Le style est presque oral, surtout si l’on se donne la peine de lire les renvois aux notes en fin d’ouvrage, lesquelles ont la saveur d’une polémique de bon aloi. Un seul exemple : « Vacciné, vous avez droit à Molière, Racine, Shakespeare… Non vacciné à Plus belle la vie et à la télévision ! Aberrant et scandaleux (11). Et, en fin d’ouvrage, à la note 11 : « On verrait ce qu’auraient dit (et subi), nos politiques, à l’époque de la crise du sang contaminé, si on leur avait demandé d’interdire l’entrée des théâtres, des restaurants, des galeries d’art et des cinémas aux homosexuels et aux séropositifs… ».
Jean-Luc Jeener, c’est ce style-là à jet continu, enrichi de plus de cinquante ans d’expérience d’homme de théâtre. Si le fait sert son propos, il n’hésite pas à pratiquer la confession impudique de celui qui est tellement emporté par son sujet que rien ne l’arrête. Dans ce livre-ci, c’est sa réaction au suicide d’un ami (et celle de la famille de ce dernier) qu’il livre.

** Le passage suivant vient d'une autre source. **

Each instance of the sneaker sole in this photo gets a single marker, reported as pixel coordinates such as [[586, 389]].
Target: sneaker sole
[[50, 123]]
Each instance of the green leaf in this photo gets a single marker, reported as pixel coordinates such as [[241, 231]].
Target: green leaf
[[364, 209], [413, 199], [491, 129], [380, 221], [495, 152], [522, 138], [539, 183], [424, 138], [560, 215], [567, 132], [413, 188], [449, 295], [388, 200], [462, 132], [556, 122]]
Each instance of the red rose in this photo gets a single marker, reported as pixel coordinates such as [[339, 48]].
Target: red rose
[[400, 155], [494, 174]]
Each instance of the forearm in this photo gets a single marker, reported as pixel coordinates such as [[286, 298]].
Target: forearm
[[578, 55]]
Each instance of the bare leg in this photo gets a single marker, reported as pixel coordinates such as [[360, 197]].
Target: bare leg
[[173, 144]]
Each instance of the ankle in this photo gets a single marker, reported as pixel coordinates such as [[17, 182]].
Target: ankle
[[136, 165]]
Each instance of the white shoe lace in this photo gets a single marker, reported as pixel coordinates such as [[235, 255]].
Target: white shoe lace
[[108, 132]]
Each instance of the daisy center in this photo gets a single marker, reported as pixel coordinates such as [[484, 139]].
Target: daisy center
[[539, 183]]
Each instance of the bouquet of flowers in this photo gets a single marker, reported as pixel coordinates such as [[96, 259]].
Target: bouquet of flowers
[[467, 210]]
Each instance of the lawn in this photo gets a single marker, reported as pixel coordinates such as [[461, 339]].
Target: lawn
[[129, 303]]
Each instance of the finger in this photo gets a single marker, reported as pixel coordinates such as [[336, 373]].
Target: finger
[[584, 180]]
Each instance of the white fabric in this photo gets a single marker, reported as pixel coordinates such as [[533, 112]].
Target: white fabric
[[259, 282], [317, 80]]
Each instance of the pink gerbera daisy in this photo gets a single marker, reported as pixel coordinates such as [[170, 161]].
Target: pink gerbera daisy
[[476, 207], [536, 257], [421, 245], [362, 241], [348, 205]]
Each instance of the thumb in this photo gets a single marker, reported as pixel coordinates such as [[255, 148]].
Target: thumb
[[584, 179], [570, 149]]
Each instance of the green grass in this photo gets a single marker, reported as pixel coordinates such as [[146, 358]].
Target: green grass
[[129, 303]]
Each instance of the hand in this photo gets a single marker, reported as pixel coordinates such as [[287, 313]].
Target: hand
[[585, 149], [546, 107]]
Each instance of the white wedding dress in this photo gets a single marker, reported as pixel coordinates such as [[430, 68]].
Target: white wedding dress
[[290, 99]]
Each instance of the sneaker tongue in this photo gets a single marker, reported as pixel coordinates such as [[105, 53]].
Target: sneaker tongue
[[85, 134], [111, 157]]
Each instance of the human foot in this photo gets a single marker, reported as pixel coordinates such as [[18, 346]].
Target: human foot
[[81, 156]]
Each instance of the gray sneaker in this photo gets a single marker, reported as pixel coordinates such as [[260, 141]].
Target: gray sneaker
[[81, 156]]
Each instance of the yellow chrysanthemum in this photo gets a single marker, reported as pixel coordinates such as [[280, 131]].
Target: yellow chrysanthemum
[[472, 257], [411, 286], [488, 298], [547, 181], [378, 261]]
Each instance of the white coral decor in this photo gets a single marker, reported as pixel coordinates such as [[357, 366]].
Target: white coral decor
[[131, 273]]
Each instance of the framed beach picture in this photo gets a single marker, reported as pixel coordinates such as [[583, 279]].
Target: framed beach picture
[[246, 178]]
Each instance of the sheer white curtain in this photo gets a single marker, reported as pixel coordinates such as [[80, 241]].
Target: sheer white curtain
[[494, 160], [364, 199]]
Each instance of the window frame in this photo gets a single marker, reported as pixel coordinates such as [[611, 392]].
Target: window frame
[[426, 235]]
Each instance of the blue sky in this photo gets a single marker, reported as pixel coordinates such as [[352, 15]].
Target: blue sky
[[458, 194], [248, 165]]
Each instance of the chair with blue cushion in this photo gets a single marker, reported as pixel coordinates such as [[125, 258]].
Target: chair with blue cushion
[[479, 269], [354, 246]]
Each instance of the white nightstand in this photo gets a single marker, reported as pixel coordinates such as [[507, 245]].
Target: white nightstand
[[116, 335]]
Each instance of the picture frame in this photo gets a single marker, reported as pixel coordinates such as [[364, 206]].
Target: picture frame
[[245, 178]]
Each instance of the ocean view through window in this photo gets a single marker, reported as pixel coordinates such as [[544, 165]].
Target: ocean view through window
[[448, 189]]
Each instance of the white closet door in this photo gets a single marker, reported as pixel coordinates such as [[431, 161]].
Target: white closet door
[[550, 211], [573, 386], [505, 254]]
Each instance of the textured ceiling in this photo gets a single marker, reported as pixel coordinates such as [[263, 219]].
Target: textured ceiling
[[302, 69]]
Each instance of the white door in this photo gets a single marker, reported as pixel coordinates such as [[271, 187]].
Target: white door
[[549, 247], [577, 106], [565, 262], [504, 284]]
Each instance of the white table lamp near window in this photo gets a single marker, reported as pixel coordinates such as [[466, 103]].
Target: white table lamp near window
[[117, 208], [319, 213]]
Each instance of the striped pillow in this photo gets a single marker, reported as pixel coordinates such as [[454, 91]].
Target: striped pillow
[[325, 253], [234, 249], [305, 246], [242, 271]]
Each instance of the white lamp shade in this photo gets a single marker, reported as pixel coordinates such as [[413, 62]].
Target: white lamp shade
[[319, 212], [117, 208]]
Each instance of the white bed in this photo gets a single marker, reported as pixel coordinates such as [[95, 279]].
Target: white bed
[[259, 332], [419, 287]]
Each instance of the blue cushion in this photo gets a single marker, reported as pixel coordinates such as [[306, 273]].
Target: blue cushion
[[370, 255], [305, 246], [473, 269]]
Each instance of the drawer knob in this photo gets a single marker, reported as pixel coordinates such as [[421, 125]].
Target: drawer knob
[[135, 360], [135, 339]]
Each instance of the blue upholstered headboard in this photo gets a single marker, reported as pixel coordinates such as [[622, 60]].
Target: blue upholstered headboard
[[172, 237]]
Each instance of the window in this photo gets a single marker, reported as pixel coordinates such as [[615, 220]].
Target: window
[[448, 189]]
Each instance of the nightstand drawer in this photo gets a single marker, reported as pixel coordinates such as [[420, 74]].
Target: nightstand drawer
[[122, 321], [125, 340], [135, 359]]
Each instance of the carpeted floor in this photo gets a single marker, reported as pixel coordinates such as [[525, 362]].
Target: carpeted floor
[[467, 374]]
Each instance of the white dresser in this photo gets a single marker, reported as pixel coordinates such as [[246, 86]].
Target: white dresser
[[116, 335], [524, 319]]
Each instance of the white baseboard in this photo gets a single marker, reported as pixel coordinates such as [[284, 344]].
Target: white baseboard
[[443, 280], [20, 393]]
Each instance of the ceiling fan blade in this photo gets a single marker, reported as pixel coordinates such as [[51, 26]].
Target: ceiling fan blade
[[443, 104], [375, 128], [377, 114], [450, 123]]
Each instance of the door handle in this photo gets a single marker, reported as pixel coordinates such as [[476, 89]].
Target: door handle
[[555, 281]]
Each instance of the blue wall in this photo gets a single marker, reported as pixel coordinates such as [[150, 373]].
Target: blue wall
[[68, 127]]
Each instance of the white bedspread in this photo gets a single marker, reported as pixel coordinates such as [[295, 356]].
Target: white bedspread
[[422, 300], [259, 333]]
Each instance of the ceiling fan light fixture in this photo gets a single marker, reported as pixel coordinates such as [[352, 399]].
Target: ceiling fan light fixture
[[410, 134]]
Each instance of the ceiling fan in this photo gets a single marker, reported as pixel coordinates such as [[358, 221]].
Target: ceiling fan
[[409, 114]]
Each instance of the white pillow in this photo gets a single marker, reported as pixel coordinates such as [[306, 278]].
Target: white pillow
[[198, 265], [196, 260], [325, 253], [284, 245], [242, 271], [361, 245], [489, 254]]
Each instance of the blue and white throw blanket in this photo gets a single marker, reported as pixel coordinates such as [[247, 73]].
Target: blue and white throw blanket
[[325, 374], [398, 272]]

On dira tout ce que l’on voudra sur l’homme est ses excès – il a même tendance à en rajouter lui-même – mais il est un fait que tous les débats abordés sont pertinents et d’importance. L’artiste contemporain croit-il plus à son art ou au dieu argent ? La culture est-elle aussi vitale que l’agriculture ? La culture est-elle une connaissance ou une expérience ? Le domaine culturel produit-il de la culture ? Doit-on parler de censure ou d’autocensure chez les artistes qui travaillent en fonction de la façon supposée dont leur œuvre sera reçue ? Etc.
Pour qui est sensible à la foi, le croyant – un peu embarrassant parfois, quand il fait croire à un milieu déchristianisé que la foi catholique est ce qu’il en dit – n’est jamais loin. Évoquant la fermeture des églises lors du confinement – car ses livres sont toujours en prise directe avec l’actualité – il ne peut s’empêcher d’y faire allusion. Et même pour un sujet a priori étranger à la foi – la valeur suprême actuelle qui est désormais la santé – il ne peut s’empêcher de remarquer que bien des artistes ont créé des chefs-d’œuvre dans la souffrance ou que « Notre Seigneur a fait plus pour le monde en périssant dans les souffrances de la Croix que s’il était mort dans son lit ! ».
Une récréation, vous dit-on. Car, encore une fois, peu importent nos divergences d’opinion avec l’auteur, on salue en lui la conviction faite chair, une rigueur de pensée que l’on ne peut que saluer et une capacité inégalable à poser des questions aussi pertinentes qu’impertinentes.
Pierre FRANÇOIS
« Pour en finir avec la culture », de Jean-Luc Jeener, aux éditions Atlande, 92200 Neuilly, www.Atlande.eu. 166 pages, 12 x 18 cm, ISBN 978-2-35030-782-4.